Die Aufregung beginnt für unsere Fünfer-Fraktion Motor Görlitz/Bündnisgrüne bereits weit vorher. Auslöser ist eine Sitzung des Verwaltungsausschusses am 17. Februar. Im nichtöffentlichen Teil informiert OB Ursu über die Eckdaten des Haushaltes 2021/22 und erste Einsparvorschläge der Verwaltung. Wir fragen uns, warum eine solch wichtige Information nicht öffentlich im Stadtrat vorgetragen wird, wie es die Sächsische Gemeindeordnung vorsieht? Eine entsprechende Bitte von uns lehnt der Oberbürgermeister ab.
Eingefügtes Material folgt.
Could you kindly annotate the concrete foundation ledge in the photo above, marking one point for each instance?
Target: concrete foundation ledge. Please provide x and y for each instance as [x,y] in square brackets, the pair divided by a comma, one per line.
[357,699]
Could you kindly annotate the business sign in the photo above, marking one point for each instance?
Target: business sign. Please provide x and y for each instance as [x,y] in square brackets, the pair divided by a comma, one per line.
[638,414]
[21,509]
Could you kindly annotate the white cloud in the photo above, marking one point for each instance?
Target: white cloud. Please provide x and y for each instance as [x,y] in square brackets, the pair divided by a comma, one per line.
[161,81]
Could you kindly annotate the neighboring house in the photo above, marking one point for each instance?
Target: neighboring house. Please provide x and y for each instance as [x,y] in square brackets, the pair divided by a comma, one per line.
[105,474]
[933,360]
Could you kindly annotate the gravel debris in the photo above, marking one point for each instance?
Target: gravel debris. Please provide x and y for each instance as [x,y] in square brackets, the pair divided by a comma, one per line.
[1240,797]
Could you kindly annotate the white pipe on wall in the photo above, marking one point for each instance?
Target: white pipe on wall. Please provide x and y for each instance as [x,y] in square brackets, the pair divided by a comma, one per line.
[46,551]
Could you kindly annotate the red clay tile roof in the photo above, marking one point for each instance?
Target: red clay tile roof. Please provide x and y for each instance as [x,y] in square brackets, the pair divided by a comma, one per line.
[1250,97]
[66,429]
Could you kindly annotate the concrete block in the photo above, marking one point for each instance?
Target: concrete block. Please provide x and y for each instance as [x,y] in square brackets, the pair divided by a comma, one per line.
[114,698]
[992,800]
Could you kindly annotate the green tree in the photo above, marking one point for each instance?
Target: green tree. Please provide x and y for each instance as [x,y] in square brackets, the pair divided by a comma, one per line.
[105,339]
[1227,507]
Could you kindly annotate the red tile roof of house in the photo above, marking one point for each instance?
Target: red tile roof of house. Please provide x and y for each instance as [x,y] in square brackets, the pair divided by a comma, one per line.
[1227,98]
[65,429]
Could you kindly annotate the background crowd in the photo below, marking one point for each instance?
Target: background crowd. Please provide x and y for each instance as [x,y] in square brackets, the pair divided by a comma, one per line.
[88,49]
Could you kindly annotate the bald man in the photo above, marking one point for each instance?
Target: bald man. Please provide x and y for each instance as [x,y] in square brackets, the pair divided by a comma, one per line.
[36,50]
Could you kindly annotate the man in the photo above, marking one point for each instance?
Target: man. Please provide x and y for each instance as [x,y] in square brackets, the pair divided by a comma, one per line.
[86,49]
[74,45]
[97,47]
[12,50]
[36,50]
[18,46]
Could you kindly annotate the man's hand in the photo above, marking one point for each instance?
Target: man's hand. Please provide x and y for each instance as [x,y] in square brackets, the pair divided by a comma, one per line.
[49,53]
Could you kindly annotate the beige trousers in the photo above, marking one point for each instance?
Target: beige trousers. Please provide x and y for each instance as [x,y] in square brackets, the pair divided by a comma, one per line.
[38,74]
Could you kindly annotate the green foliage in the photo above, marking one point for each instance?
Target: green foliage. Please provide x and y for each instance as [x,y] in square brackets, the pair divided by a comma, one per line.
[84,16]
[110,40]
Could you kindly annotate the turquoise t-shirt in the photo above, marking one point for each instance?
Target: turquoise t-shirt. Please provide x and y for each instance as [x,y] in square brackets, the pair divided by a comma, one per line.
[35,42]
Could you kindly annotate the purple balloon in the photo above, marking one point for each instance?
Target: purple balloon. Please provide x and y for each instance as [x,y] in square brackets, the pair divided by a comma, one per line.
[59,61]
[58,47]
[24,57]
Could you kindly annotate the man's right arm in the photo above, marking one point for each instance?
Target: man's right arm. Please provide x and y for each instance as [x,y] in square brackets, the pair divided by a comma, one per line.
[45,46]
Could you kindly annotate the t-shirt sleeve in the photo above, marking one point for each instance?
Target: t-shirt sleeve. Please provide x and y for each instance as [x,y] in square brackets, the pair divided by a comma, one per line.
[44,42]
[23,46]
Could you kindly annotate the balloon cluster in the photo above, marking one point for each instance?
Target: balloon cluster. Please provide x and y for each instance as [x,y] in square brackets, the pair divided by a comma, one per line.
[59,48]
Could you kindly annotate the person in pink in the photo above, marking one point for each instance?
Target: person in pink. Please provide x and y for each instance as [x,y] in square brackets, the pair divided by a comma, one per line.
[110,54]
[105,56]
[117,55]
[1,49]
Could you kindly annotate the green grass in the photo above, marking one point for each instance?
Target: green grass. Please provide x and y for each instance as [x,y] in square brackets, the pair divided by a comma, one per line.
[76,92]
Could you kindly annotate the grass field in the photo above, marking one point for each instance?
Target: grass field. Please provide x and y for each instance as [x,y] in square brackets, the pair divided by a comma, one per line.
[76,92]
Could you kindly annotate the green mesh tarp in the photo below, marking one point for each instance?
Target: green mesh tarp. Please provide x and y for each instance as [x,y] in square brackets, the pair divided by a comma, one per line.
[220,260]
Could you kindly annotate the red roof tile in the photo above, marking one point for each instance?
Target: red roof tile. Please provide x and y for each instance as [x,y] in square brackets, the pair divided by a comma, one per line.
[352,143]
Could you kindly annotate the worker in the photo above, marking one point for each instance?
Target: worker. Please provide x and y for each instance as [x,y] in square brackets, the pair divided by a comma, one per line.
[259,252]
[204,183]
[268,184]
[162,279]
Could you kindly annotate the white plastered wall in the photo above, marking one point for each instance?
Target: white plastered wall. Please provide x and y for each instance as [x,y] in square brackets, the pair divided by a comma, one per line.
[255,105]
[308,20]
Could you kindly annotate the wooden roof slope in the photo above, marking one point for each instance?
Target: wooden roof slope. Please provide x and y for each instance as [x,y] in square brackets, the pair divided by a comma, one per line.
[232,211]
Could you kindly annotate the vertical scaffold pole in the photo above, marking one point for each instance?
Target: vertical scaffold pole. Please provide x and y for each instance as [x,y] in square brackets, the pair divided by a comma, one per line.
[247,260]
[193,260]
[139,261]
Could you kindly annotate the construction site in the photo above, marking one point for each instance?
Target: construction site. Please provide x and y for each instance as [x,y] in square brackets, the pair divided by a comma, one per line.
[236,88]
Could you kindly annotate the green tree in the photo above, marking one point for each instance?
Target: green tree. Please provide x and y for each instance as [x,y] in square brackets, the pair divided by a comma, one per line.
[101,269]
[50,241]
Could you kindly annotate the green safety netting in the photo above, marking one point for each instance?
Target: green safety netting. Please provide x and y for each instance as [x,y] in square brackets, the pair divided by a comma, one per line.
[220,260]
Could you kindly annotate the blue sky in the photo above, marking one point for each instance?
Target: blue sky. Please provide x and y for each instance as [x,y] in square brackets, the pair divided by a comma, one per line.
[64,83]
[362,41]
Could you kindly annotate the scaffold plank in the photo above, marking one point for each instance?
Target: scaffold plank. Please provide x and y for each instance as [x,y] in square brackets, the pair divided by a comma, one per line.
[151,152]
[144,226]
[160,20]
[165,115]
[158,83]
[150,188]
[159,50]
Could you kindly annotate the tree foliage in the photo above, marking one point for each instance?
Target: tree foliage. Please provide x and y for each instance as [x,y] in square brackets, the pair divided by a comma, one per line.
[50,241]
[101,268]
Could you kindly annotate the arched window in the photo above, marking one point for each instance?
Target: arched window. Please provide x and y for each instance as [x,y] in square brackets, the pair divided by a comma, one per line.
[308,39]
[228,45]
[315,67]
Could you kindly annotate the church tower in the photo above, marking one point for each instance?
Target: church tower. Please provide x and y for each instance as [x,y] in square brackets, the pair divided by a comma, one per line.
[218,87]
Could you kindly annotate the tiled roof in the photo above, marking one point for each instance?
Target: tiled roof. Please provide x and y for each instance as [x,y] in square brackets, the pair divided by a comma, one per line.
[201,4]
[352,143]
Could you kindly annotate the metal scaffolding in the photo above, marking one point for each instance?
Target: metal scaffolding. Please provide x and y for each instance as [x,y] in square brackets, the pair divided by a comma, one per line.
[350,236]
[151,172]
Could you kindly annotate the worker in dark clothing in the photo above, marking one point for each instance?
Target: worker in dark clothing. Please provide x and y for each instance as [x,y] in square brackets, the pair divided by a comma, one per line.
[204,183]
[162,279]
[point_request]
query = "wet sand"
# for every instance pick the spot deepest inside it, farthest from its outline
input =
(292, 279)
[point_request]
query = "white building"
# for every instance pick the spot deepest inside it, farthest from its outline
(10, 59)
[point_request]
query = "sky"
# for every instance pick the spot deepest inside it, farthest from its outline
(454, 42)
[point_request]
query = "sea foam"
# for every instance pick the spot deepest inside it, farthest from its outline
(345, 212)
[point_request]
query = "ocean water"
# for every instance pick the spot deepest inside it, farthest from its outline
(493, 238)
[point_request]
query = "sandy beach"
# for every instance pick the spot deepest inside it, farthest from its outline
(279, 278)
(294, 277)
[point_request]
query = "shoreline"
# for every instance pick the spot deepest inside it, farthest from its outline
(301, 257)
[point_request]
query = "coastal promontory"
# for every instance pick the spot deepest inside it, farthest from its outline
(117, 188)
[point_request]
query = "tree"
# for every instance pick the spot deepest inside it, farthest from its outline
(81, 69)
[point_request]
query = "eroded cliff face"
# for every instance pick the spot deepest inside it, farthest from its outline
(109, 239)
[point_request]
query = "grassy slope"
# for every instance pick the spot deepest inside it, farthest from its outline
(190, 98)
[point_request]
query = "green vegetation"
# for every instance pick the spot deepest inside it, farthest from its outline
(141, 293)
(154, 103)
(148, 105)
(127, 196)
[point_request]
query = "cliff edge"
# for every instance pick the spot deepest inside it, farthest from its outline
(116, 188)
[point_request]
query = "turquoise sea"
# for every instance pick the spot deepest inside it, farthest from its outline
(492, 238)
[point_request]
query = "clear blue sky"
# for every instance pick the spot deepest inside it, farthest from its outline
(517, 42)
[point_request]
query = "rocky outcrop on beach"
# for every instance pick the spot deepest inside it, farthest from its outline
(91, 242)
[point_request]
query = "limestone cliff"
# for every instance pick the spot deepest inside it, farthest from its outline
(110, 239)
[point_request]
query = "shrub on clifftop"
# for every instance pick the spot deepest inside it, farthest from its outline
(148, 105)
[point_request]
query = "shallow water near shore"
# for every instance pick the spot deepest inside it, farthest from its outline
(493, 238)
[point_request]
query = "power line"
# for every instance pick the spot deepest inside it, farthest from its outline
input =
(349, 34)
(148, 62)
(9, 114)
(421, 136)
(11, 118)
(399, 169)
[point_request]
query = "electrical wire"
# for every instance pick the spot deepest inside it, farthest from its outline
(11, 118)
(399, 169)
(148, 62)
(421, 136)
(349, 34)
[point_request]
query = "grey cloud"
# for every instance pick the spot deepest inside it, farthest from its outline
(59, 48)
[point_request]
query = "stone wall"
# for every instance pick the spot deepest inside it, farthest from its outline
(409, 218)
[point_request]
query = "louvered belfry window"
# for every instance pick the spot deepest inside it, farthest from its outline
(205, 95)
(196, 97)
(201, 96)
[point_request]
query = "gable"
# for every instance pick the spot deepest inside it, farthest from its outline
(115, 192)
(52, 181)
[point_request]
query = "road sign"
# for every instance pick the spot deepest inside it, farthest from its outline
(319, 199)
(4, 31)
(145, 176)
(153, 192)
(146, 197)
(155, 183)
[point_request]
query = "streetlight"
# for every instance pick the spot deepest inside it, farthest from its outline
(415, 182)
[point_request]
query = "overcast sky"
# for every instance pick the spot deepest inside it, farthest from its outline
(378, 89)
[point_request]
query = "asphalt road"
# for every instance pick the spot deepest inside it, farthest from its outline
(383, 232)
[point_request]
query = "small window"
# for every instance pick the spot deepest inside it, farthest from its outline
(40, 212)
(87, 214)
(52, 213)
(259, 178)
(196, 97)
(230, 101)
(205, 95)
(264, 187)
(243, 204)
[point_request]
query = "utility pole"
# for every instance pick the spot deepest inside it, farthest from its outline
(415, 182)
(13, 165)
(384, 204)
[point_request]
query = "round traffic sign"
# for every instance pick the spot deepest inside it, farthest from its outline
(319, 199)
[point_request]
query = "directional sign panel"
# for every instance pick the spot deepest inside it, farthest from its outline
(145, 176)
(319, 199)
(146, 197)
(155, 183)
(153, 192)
Daraufhin wollen wir im Stadtrat einen Antrag stellen, der uns von der Verschwiegenheit entbindet. Geht aus formalen Gründen nicht, erklärt uns das freundliche Rechtsamt fünf Minuten vor der Sitzung. Es fehlt ein passender Tagesordnungspunkt. Außerdem sei es völlig unüblich, so früh die Öffentlichkeit zu informieren. Zunächst würden Verwaltung und Stadtratsfraktionen hinter verschlossenen Türen gemeinsam Eckpunkte erarbeiten, erklärt uns der OB später in der Fragestunde. Nach unserer Auffassung untergräbt dieses Vorgehen die Beteiligung der Öffentlichkeit. Der Oberbürgermeister hat einen Haushaltsentwurf vorzulegen, inkl. Finanzplan bis 2025 und Investitionsplan. Das wird öffentlich ausgelegt, die Bürgerschaft gibt Anmerkungen und macht Vorschläge. Und erst dann beginnen die eigentlichen Haushaltsverhandlungen. Wenn das vorher schon alles weitestgehend „ausgehandelt“ ist, hat die Bürgerschaft wenig Chancen, das Konsenspaket nochmal zu öffnen. Wir werden auch weiterhin versuchen, das vom Gesetzgeber gewollte Öffentlichkeitsprinzip durchzusetzen.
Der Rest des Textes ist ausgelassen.